Topic Modeling is an NLP process to discover abstract topics that occur within a collection of documents.

It helps in identifying patterns and structures within the text data which can be used to organize, summarise or explore large volumes of information.

Topics are the cluster of words that frequently occur together. Each topic is characterised by a distribution of words and each document in a corpus can be identified or described by a distribution of topics.

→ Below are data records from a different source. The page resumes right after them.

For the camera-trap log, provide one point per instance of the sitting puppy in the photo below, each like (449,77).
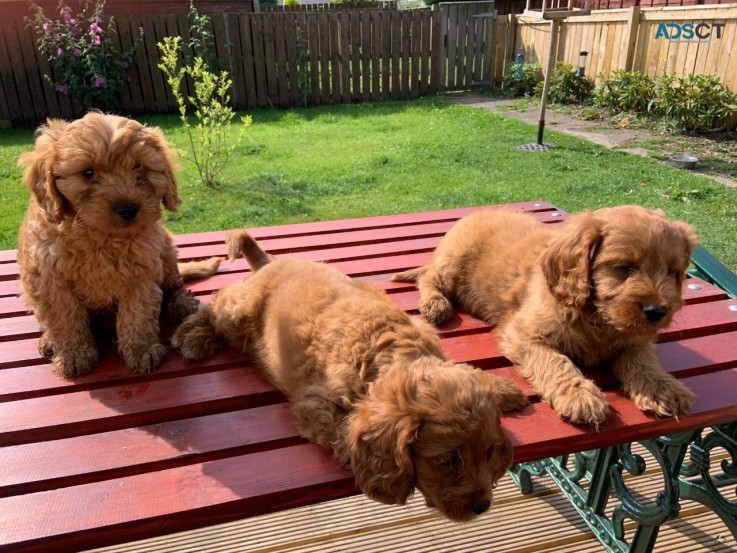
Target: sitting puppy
(364,379)
(594,291)
(92,240)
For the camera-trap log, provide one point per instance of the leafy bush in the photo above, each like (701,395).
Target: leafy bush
(79,46)
(566,87)
(210,148)
(693,102)
(530,76)
(624,91)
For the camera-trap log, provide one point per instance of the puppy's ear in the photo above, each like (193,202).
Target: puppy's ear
(566,262)
(379,438)
(39,175)
(508,396)
(156,138)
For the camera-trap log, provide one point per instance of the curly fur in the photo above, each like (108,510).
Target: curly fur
(365,380)
(92,241)
(593,292)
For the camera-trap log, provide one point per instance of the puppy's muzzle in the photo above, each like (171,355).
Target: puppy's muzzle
(127,211)
(654,313)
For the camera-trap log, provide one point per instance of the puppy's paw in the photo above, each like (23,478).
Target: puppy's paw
(181,304)
(437,309)
(45,345)
(670,398)
(195,344)
(581,402)
(73,362)
(143,358)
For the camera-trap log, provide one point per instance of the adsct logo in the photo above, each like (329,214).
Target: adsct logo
(689,32)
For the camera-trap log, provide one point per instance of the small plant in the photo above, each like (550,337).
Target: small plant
(79,46)
(624,91)
(210,147)
(566,87)
(693,102)
(522,82)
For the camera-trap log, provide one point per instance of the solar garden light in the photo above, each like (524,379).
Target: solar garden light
(520,59)
(582,63)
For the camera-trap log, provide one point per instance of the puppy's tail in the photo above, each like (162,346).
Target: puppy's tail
(411,275)
(242,244)
(191,270)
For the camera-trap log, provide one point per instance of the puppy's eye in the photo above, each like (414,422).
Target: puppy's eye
(449,462)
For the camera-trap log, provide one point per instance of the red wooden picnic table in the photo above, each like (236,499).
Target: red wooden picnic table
(117,456)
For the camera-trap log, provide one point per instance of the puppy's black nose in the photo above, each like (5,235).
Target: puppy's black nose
(654,313)
(480,505)
(127,211)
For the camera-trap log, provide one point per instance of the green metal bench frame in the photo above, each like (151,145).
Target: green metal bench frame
(683,478)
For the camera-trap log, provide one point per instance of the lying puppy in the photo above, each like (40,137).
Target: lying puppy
(364,379)
(594,291)
(92,240)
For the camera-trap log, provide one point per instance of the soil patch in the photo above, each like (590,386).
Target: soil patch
(717,152)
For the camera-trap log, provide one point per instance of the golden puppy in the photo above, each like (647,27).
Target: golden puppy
(594,291)
(92,240)
(364,379)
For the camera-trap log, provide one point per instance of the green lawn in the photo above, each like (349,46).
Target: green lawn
(350,161)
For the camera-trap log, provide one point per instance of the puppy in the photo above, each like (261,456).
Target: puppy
(92,240)
(365,380)
(593,292)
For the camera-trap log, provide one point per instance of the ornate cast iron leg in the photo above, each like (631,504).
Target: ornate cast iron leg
(707,489)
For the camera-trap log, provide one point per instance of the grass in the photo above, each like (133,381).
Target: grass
(357,160)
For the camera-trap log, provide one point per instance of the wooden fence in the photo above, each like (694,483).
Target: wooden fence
(628,39)
(279,59)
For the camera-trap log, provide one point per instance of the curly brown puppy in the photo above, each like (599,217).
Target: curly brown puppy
(92,240)
(594,291)
(365,380)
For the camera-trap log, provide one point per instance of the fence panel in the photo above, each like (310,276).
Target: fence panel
(280,58)
(634,39)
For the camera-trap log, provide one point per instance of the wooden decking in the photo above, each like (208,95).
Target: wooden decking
(542,523)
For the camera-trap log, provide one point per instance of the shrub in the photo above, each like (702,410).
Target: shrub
(566,87)
(80,48)
(522,84)
(624,91)
(693,102)
(210,149)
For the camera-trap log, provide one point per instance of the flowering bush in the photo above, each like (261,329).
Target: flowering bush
(79,48)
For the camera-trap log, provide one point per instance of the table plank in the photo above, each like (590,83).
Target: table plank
(203,442)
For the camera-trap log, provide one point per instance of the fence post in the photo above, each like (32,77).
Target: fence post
(632,30)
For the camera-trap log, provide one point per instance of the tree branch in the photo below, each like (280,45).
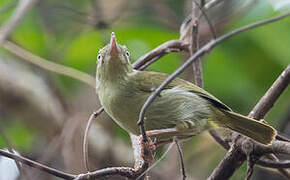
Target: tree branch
(205,49)
(235,157)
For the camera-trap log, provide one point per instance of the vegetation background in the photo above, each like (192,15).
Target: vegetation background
(43,114)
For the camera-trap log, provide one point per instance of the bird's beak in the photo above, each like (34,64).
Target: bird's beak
(114,47)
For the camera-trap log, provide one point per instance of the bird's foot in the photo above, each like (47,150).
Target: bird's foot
(147,148)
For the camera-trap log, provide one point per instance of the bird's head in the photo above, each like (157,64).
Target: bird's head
(113,62)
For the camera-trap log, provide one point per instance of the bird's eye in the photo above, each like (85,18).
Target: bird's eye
(127,53)
(99,57)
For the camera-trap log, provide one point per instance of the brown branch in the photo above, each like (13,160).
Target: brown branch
(181,160)
(273,163)
(161,50)
(22,8)
(10,147)
(85,140)
(205,49)
(235,157)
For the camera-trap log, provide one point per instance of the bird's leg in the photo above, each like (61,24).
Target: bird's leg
(148,147)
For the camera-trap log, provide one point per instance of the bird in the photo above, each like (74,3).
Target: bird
(182,110)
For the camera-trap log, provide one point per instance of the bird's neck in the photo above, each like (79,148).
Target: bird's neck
(114,75)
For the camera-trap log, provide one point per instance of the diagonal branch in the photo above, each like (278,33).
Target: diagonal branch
(235,156)
(22,8)
(205,49)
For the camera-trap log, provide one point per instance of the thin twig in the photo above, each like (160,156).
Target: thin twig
(160,51)
(181,160)
(22,8)
(10,147)
(48,65)
(235,157)
(205,49)
(37,165)
(85,140)
(120,171)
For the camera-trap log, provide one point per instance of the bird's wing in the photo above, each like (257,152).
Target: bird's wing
(151,80)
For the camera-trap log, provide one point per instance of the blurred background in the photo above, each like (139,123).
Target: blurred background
(43,114)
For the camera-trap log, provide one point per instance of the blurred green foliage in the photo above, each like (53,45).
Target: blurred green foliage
(238,72)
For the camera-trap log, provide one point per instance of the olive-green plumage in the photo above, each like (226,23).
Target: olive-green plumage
(182,107)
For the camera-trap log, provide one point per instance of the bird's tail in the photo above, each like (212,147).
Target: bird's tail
(252,128)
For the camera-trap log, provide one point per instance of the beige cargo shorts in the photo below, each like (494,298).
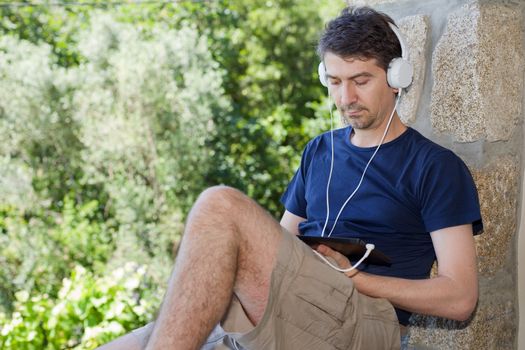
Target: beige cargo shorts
(311,306)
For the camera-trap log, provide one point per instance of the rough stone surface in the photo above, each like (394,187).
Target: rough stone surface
(493,326)
(478,73)
(415,31)
(498,193)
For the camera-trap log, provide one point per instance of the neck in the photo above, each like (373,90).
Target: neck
(372,137)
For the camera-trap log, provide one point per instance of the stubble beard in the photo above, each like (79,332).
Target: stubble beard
(360,121)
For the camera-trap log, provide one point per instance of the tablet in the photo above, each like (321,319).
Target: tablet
(352,248)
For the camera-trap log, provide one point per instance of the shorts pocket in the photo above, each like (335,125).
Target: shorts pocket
(316,302)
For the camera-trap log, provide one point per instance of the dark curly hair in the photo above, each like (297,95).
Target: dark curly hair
(360,32)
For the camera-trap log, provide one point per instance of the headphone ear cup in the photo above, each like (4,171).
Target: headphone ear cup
(321,70)
(399,74)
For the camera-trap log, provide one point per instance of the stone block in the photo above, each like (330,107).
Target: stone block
(477,68)
(492,326)
(497,185)
(415,31)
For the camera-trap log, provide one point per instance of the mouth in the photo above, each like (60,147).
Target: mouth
(353,113)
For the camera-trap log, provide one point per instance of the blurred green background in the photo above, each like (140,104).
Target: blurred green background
(114,116)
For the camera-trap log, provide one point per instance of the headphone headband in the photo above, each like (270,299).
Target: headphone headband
(399,73)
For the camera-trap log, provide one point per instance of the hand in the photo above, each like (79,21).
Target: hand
(341,260)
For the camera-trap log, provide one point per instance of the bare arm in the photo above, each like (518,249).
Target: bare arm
(291,222)
(452,294)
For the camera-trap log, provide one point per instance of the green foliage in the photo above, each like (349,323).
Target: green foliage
(90,311)
(37,251)
(113,118)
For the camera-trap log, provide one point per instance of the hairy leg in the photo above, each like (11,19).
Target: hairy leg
(230,245)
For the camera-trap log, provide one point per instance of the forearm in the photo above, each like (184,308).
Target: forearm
(439,296)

Some methods for topic modeling are 
* Latent Dirichlet Allocation (LDA)
* Non-Negative Matrix Factorization (NMF)
* Latent Semantic Analysis (LSA) / Latent Semantic Indexing (LSI)
* Hierarchical Dirichlet Process (HDP)
* Correlated Topic Model (CTM)
* Biterm Topic Model (BTM)
* Neural Topic Models

* * ProdLDA (Product of Experts LDA)
* * Embedded Topic Model (ETM)
* * Top2Vec
* Gibbs Sampling for Dirichlet Multinomial Mixture (GSDMM)
* BERTopic

After preprocessing and modeling, the interpretation of the results are needed. The resulting topics are analyzed along with the words from each topic to understand the meaning of them.

# Prequisites

In [43]:
import pandas as pd
from tqdm.notebook import tqdm
import nltk
from nltk.corpus import stopwords
from nltk.stem import WordNetLemmatizer
from nltk.tokenize import word_tokenize

from sklearn.feature_extraction.text import CountVectorizer
from sklearn.decomposition import LatentDirichletAllocation
import pyLDAvis.lda_model

import pickle
 

In [2]:
nltk.download("stopwords")
nltk.download("punkt_tab") #For Word Tokenize
nltk.download('wordnet')   #For

[nltk_data] Downloading package stopwords to
[nltk_data]     C:\Users\Snowwolf\AppData\Roaming\nltk_data...
[nltk_data]   Package stopwords is already up-to-date!
[nltk_data] Downloading package punkt_tab to
[nltk_data]     C:\Users\Snowwolf\AppData\Roaming\nltk_data...
[nltk_data]   Package punkt_tab is already up-to-date!
[nltk_data] Downloading package wordnet to
[nltk_data]     C:\Users\Snowwolf\AppData\Roaming\nltk_data...
[nltk_data]   Package wordnet is already up-to-date!


True

In [2]:
df = pd.read_csv("tripadvisor_hotel_reviews.csv")

In [3]:
df.head(2)

Unnamed: 0,Review,Rating
0,nice hotel expensive parking got good deal sta...,4
1,ok nothing special charge diamond member hilto...,2


In [4]:
lemmetizer = WordNetLemmatizer()
stop_words_set = set(stopwords.words("english"))

In [6]:
for i in tqdm(range(0, len(df))):
    review = df.iloc[i]["Review"]
    tokens = word_tokenize(review)
    clean = ""
    for j in tokens: #Conversion to lower anc check for special character,spaces and stop words
        j = j.lower() 
        j = lemmetizer.lemmatize(j)
        if(j in stop_words_set or not(j.isalpha()) or j.isspace()):
            pass
        else:
            clean = clean + j +" "
    clean = clean[:-1]
    df.loc[i, "Review"] = clean 
            

  0%|          | 0/20491 [00:00<?, ?it/s]

In [8]:
df.head(3)

Unnamed: 0,Review,Rating
0,nice hotel expensive parking got good deal sta...,4
1,ok nothing special charge diamond member hilto...,2
2,nice room experience hotel monaco seattle good...,3


# LDA 

LDA needs a document term matrix where every row is a document and contains the frequency of words present w.r.t the corpus.

In [9]:
vectorizer = CountVectorizer()

dtm = vectorizer.fit_transform(df["Review"])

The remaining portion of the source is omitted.